Recently, I tackled a frontend engineering challenge that made me pause and think:
if we want to write JSX at runtime and render it, how can this be done?

When we use React to build applications, JSX gets compiled into plain JavaScript during build time. But what if we are building a system where users need the ability to create components at runtime and we need to compile and render those components immediately?

The system being built had a feature where users could assemble UI templates dynamically. These templates were not predefined components; they were authored at runtime and needed to behave like first-class React components. That meant taking JSX provided as input and turning it into something React could actually render on the fly.

The challenge sounded straightforward but was difficult to solve in practice especially while maintaining reasonable safety, performance, and developer ergonomics. I started looking for answers but found very little concrete guidance online. Eventually, I pieced together a workable approach.

This article is a breakdown of the approaches I explored, why some of them failed in practice, and the architectural lessons that emerged while building a dynamic widget system under real-world constraints.

Requirements

• JSX was provided at runtime (as user-authored widget code)
• It needed to render as a real React component
• No rebuild, no redeploy
• It had to run inside an existing React application

High-Level Architecture

JSX String
↓
Runtime Transpilation (JSX → JS)
↓
Controlled Evaluation
↓
React Component Function
↓
Render via React

Step 1: Runtime JSX Transpilation

JSX cannot be executed directly by the browser. It must first be transformed into standard JavaScript.

To achieve this, we used Babel at runtime (via a standalone build) to transpile JSX into executable JavaScript.

What Babel Is and What It Actually Does

Babel is a JavaScript compiler. At a high level, it:

• Parses modern JavaScript syntax (including JSX)
• Transforms it into syntax that the runtime understands
• Outputs standard JavaScript code

Specifically for React, Babel converts JSX into calls to React.createElement.

For example:

<div>Hello</div>

becomes something conceptually equivalent to:

React.createElement("div", null, "Hello")

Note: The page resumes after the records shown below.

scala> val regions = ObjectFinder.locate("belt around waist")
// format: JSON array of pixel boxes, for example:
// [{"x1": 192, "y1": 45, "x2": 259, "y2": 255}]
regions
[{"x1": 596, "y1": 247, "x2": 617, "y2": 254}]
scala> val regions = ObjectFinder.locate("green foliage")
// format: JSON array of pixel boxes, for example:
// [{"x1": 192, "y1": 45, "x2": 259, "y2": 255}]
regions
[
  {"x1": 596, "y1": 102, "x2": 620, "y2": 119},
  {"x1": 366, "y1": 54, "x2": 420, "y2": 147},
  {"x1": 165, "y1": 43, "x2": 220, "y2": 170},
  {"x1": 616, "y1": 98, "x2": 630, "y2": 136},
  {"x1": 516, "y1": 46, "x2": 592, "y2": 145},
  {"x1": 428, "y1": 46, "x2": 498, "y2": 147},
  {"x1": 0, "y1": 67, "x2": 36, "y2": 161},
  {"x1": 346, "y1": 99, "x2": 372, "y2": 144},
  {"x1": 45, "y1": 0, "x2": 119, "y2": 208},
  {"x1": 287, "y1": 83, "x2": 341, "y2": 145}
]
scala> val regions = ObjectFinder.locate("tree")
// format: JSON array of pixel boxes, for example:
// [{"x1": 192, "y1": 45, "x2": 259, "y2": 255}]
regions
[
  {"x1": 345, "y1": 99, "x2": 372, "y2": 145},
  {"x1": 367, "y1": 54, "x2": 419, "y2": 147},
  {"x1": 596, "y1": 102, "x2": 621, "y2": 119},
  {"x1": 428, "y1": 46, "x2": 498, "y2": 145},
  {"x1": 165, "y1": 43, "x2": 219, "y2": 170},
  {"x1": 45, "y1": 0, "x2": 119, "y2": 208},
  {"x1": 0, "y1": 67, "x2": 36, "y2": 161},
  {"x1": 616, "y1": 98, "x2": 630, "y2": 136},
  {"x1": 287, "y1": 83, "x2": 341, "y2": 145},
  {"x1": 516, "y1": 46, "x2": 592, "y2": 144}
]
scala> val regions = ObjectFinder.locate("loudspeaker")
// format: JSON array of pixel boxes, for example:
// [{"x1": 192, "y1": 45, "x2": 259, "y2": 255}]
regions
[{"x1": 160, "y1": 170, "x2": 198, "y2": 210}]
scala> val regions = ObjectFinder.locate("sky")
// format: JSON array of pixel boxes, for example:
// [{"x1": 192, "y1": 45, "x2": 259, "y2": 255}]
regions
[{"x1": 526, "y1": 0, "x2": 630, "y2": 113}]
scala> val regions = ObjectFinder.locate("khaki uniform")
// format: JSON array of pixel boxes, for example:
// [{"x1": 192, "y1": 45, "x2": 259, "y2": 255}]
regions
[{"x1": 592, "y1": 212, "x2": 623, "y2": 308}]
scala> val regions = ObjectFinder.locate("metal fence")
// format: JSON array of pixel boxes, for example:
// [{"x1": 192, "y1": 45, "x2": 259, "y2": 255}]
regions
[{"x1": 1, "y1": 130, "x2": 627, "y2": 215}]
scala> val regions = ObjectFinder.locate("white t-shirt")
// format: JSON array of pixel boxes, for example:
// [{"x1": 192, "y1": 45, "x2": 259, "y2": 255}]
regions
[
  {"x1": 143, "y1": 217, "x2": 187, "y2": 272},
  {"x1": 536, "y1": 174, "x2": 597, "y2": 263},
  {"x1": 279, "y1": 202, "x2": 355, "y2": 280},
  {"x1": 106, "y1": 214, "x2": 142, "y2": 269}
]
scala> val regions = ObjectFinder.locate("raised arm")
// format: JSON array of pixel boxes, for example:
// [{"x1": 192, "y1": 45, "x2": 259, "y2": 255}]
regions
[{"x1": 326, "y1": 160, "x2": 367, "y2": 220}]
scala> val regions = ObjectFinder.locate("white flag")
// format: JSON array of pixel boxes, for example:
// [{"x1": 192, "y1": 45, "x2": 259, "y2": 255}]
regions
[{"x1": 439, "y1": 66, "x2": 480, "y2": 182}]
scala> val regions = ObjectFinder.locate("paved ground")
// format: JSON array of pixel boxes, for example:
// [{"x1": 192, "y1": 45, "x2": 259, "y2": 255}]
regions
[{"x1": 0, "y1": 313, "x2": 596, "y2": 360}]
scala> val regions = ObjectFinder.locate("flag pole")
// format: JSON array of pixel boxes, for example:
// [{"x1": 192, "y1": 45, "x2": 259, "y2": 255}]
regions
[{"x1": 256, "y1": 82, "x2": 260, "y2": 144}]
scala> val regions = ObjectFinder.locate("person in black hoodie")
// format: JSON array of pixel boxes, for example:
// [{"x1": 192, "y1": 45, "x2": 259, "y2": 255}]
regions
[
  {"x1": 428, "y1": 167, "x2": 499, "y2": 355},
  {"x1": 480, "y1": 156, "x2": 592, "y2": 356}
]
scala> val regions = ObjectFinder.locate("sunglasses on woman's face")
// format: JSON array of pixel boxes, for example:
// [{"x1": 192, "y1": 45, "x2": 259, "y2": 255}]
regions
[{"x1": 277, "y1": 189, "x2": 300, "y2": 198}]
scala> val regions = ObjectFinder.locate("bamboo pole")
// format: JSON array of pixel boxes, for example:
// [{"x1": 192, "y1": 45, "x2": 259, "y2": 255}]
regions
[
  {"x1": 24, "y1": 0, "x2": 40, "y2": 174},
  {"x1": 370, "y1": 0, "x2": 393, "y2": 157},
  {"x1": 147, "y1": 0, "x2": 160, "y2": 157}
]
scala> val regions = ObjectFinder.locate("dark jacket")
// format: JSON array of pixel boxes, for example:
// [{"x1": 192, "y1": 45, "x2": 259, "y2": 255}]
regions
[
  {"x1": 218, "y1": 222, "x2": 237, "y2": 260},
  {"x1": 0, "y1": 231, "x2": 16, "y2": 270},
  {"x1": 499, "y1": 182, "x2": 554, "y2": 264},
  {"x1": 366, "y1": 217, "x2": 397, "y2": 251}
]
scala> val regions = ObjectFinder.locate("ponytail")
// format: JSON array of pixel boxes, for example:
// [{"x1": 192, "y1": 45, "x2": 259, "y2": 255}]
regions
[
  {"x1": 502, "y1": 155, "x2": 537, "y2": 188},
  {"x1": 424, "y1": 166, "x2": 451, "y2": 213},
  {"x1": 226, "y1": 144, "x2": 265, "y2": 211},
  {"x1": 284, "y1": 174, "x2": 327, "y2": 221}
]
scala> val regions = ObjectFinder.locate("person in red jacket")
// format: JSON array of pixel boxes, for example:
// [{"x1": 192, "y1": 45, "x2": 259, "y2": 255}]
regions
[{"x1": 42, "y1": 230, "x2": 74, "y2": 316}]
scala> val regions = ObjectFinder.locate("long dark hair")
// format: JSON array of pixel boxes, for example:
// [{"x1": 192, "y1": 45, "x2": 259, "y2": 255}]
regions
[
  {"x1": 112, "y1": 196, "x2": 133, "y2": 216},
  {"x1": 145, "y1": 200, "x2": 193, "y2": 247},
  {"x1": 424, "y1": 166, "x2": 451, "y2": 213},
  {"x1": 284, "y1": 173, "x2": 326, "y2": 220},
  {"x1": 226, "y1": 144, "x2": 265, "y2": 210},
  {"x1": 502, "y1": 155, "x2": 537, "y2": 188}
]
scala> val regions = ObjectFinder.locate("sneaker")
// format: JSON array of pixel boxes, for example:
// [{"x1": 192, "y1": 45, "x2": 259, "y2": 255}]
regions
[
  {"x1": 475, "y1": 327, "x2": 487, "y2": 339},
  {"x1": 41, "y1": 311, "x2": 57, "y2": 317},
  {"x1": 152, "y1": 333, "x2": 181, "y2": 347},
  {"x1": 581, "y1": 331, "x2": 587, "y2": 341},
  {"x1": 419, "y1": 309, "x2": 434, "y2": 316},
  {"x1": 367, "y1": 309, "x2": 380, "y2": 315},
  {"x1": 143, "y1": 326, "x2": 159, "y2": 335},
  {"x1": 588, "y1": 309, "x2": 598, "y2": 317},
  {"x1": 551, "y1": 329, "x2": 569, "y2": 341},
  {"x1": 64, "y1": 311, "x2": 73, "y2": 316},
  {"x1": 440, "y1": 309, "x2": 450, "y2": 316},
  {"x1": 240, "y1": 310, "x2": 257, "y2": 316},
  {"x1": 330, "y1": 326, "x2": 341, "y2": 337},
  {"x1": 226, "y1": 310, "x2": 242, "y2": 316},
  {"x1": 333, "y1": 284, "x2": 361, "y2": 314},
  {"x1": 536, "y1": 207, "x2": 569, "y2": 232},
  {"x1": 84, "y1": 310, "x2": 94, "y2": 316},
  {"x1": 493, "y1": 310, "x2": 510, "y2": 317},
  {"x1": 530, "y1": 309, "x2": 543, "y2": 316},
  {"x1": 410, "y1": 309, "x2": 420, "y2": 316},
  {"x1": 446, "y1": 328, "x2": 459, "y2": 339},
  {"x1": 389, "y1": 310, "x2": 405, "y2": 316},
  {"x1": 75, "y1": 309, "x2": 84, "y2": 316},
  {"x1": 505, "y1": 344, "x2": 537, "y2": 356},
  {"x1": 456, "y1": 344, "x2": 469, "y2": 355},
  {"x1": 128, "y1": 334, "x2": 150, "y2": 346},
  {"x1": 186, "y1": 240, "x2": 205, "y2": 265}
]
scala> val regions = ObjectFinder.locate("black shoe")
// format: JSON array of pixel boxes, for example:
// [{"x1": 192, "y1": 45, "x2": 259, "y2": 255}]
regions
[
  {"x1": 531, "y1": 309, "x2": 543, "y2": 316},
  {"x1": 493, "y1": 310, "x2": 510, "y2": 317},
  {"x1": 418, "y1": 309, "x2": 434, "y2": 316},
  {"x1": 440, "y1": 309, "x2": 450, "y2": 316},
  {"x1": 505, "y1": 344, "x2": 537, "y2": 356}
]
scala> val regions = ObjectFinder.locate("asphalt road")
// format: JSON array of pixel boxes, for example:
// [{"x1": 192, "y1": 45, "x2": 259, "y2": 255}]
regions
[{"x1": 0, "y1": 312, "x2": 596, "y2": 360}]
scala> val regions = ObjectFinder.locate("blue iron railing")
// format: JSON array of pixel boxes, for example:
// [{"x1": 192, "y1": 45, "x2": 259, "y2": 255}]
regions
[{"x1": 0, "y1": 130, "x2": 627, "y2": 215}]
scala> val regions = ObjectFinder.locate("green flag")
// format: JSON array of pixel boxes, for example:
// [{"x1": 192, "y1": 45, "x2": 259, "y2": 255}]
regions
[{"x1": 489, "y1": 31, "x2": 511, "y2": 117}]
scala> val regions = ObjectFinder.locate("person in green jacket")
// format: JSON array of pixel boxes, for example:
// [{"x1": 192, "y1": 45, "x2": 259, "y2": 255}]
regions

Once in this form, the code is just JavaScript and JavaScript can be executed dynamically.

Key Points

• JSX was transformed into React.createElement calls
• No module system was allowed (import, export disabled)
• The output was a plain function definition

Step 2: Controlled Evaluation (The Critical Part)

To execute the transpiled code, we used new Function, not eval.

Why new Function

• new Function has a predictable scope
• It allows explicit dependency injection
• It avoids access to global variables by default

We explicitly injected only what the JSX was allowed to use:

• React
• Selected hooks (useState, useEffect)
• Approved utility functions

Conceptually:

const createComponent = new Function(
  "React",
  "useState",
  "useEffect",
  `
    return ${transpiledCode};
  `
);

Calling this returned a real React component function.

Security Constraints

This step was tightly controlled:

• No access to window
• No access to document
• No dynamic imports
• No arbitrary globals

This level of restriction was essential for safety.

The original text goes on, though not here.